By 2030, it is forecasted that the launch of new liquefaction projects will significantly boost LNG production, potentially exceeding today’s global LNG trade by approximately 50%. This expansion is anticipated to mitigate market constraints and promote price stability. LNG supply is predicted to offer significant flexibility in adapting to fluctuations in European gas demand.
As of February 2024, global LNG imports exhibited minimal growth compared to the previous year, totalling 33.74 Mt. However, regions such as Asia Pacific, LAC, and MENA saw increases in LNG imports, offsetting the subdued imports observed in Europe and North America. From January to February 2024, global LNG imports rose by 3.7% (equivalent to 2.61 Mt year-on-year), reaching a total of 72.79 Mt, with the Asia Pacific region being the primary driver of this growth.
On 25 March, the price of LNG as bunker fuel at the port of Sines, Portugal, decreased to US$658/MT, marking a decline of US$21 compared to the previous week. Simultaneously, the price difference between LNG and conventional fuel remained steady, with LNG maintaining a US$242 advantage. Additionally, on the same day, MGO LS was priced at US$900/MT in the port of Sines.
During Week 13, the MDI index, which compares market bunker prices (MABUX MBP Index) to the MABUX digital bunker benchmark (MABUX DBP Index), displayed the following trends in four selected ports: Rotterdam, Singapore, Fujairah, and Houston.
In the 380 HSFO segment, all four selected ports continued to be undervalued. The average weekly undercharge margins decreased by 7 points in Rotterdam, 3 points in Fujairah, and 5 points in Houston. Throughout the week, Fujairah’s MDI index remained above the US$100 mark.
In the VLSFO segment, Rotterdam remained the sole undervalued port, with the average weekly ratio increasing by 2 points. The other ports were overpriced, with Singapore and Fujairah experiencing an 8-point decrease and Houston a 6-point increase in average weekly margins.
Regarding the MGO LS segment, Houston was the only overpriced port, with a 1-point weekly margin increase. The remaining three ports were underpriced, with Rotterdam and Fujairah experiencing decreases of 4 and 10 points, respectively, while Singapore saw a 4-point increase. Rotterdam and Singapore’s MDI indices remained slightly above the US$100 mark.
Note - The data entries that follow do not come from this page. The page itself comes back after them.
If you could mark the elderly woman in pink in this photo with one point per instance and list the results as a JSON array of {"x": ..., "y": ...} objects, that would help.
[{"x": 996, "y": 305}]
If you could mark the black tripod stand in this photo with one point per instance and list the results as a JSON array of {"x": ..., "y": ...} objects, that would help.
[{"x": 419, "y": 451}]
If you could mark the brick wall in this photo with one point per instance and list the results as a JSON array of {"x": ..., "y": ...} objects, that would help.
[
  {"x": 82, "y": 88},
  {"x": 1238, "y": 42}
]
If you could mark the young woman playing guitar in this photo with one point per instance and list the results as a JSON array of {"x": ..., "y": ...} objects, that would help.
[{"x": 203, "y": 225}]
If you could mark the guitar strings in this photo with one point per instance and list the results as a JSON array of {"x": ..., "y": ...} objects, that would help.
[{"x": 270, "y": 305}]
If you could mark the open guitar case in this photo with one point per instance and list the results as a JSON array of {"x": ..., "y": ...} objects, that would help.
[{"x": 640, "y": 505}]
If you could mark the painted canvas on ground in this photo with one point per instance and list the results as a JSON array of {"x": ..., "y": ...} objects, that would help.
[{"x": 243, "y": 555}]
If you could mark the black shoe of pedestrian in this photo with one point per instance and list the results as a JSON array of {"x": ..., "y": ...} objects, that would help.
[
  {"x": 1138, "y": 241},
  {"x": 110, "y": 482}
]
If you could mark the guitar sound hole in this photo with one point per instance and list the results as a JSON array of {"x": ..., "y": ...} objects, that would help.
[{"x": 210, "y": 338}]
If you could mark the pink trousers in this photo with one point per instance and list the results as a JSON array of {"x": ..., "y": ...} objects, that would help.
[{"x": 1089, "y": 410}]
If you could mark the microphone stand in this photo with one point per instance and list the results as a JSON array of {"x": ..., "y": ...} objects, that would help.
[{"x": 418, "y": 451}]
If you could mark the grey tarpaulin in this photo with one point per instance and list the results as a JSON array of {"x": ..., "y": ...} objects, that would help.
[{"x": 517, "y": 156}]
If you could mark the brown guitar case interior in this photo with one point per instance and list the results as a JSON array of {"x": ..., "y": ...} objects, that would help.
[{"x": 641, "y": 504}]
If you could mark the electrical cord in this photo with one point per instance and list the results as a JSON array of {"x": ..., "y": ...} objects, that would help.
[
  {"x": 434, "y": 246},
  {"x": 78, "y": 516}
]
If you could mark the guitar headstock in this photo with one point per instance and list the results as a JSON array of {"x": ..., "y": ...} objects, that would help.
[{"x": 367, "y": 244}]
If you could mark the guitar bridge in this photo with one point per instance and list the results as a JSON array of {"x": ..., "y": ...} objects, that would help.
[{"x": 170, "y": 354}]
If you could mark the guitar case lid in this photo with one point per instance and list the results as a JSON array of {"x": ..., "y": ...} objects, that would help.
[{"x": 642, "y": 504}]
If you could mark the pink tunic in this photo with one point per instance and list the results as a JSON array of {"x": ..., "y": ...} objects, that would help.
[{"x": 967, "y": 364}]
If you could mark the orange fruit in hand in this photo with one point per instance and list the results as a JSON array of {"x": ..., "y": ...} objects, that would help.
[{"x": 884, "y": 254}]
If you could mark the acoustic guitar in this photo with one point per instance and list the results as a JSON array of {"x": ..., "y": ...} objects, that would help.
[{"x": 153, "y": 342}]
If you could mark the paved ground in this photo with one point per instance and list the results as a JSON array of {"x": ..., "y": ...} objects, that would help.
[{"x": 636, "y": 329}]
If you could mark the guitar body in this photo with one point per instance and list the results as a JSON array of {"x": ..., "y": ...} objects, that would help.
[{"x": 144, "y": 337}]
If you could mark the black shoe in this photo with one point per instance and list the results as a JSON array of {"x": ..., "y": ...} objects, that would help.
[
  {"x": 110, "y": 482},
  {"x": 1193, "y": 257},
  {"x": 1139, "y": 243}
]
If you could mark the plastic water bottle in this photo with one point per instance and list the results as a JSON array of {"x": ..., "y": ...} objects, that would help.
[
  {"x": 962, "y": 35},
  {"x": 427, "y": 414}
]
Throughout the week, the equilibrium between undervalued and overvalued ports across the 380 HSFO, VLSFO, and MGO LS segments remained consistent. The MDI index trends for the 380 HSFO and VLSFO segments are slowly shifting towards the undervaluation zone.
“We foresee a continued moderate downward trend in the global bunker market in theupcoming week,” pointed out Sergey Ivanov, director of MABUX.